Nevertheless, there is another side to this issue. White people are often uncomfortable with my black culture. When the black side of my family gets together we can only be described as “loud and proud.” We laugh, we yell, and we have a blast. However, sometimes to outsiders we seem outrageous and it can be a culture shock. This happened to my best friend in the third grade. It was my birthday and all my family and friends came over to my house, but my best friend left early. I did not know why she left and I was disappointed. I later learned that my friend had asked my mom how she could be so comfortable around so many black people. My friend was uncomfortable with my family being there and felt the need to leave early. This confused me, I had no idea how she could love my company but feel uncomfortable with my family’s company. I realized that it was a cultural issue. In school I come across as “civilized” which made her more comfortable, but at my party the black “came out of me” and I came across as a totally different person; a person whom she no longer felt comfortable being around. I was confronted with the realization that not everyone was like me. Not everyone understands, accepts, and feels comfortable with the mixture of two cultures that are so close to my heart.

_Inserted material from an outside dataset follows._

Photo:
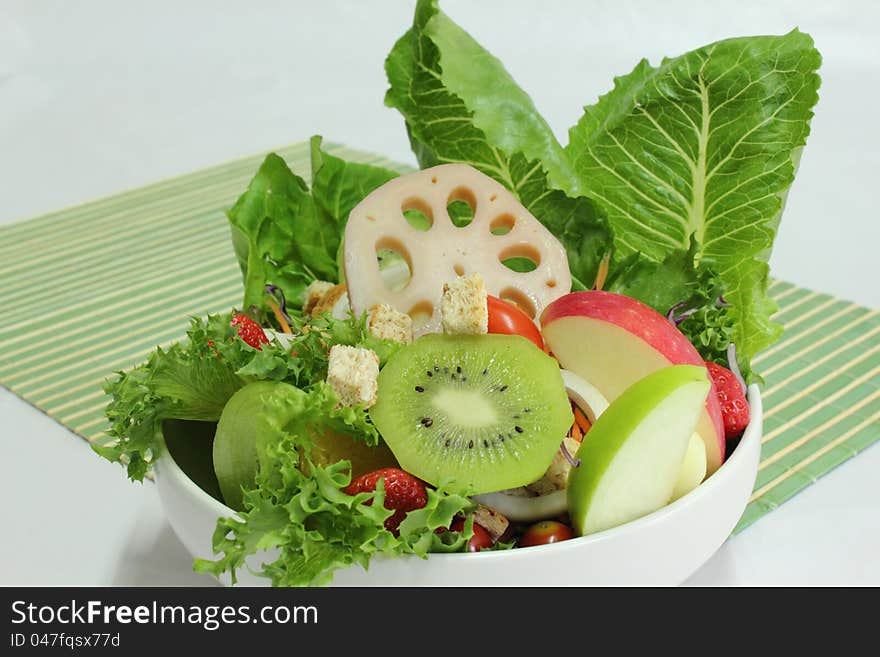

In finally consideration, it is obvious many people do not understand my race. People have grown up as one race and one culture, so they see people as having only one race and one culture. People jump to the conclusion that I am full black. This sparks other problems such as people stereotyping me and feeling as though I act too white or hang out with too many white people, without realizing that I am white. Other people do not realize that although I do not fit a black stereotype, I do fit the black culture. However, I do take partial responsibility for how people have treated me. I realize that many problems would have been easily solved or even prevented if I had explained the little known fact that I am biracial. I know people do not understand my race yet I do not correct those who call me black, I do not explain that I am also white, or explain my culture. Race affects me but I have never really addressed it in my life. Honestly, I believe this has to do with the fact that I am just as confused about my race as everyone else.